2. Dewey Cox “Walk Hard: The Dewey Cox Story” (2007) stars John C. Reilly as the character of Johnny Cash who transforms into Bob Dylan, Jim Morrison and possibly Johnny Rotten over the course of his incredibly long career. Co-written by famous rock geek Judd Apatow and director Jake Kasdan, it’s the mock documentary that separates serious music heads from casual fans.
1. Spinal tap Still the king of all bogus rock bands, thanks to Michael McKean as lead singer David St. Hubbins (“the patron saint of quality shoes”), Christopher Guest as guitarist Nigel Tufnel (whose amps go to 11 ) and Harry Shearer as bassist Derek Smalls (him contraband cucumber). “This Is Spinal Tap”, directed by Marty Di Bergi (actually Rob Reiner), poked fun at musicians and their industry so mercilessly – but with so much affection and good humor – that the band ended up playing with it all. the world, from Mick Fleetwood to David Gilmour.
And the three worst. . .
3. Calm water The rock gods of Cameron Crowe’s “Almost Famous” (2000) were supposed to sound like Led Zeppelin, but their songs – mostly written by Crowe and his wife, Nancy Wilson of Heart – sound like a tasty mix of post-rock “rock”. 1960s. ”Plus, the band has the least exciting name since Bread.

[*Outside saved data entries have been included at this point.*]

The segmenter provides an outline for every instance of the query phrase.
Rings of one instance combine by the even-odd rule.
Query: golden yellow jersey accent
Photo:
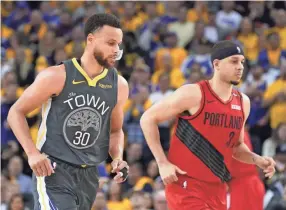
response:
[[[85,82],[85,81],[75,81],[75,80],[73,80],[72,84],[77,85],[77,84],[80,84],[80,83],[83,83],[83,82]]]
[[[85,167],[86,167],[86,165],[81,165],[81,167],[82,167],[82,168],[85,168]]]
[[[102,83],[99,83],[98,86],[103,88],[103,89],[110,89],[110,88],[112,88],[112,85],[108,85],[108,84],[104,85]]]
[[[77,62],[76,58],[72,59],[72,62],[74,64],[74,66],[77,68],[77,70],[84,76],[84,78],[86,79],[87,83],[89,86],[93,86],[95,87],[97,82],[101,79],[103,79],[104,77],[106,77],[107,73],[108,73],[108,69],[104,69],[101,74],[97,75],[96,77],[94,77],[93,79],[91,79],[87,73],[82,69],[82,67],[79,65],[79,63]]]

2. Eddie and the cruisers In the 1983 film of the same name, Michael Paré plays Eddie Wilson, a once popular icon of the 60s who disappears. He looks like Dion, so why does he look like Bruce Springsteen? The anachronistic music came from roots rock band John Cafferty and the Beaver Brown Band, another contender for the worst band name in history.
1. The sergeant. Pepper’s Lonely Hearts Club Group The Beatles version was great, sure, but the 1978 film adaptation remains an infamous disaster. Peter Frampton plays Billy Shears, Steve Martin messes up through “Maxwell’s Silver Hammer” and George Burns tells the story of Mr. Kite’s role in what looks like a mind-boggling TV variety show. It’s a quasi-disco, pseudo-rock atrocity.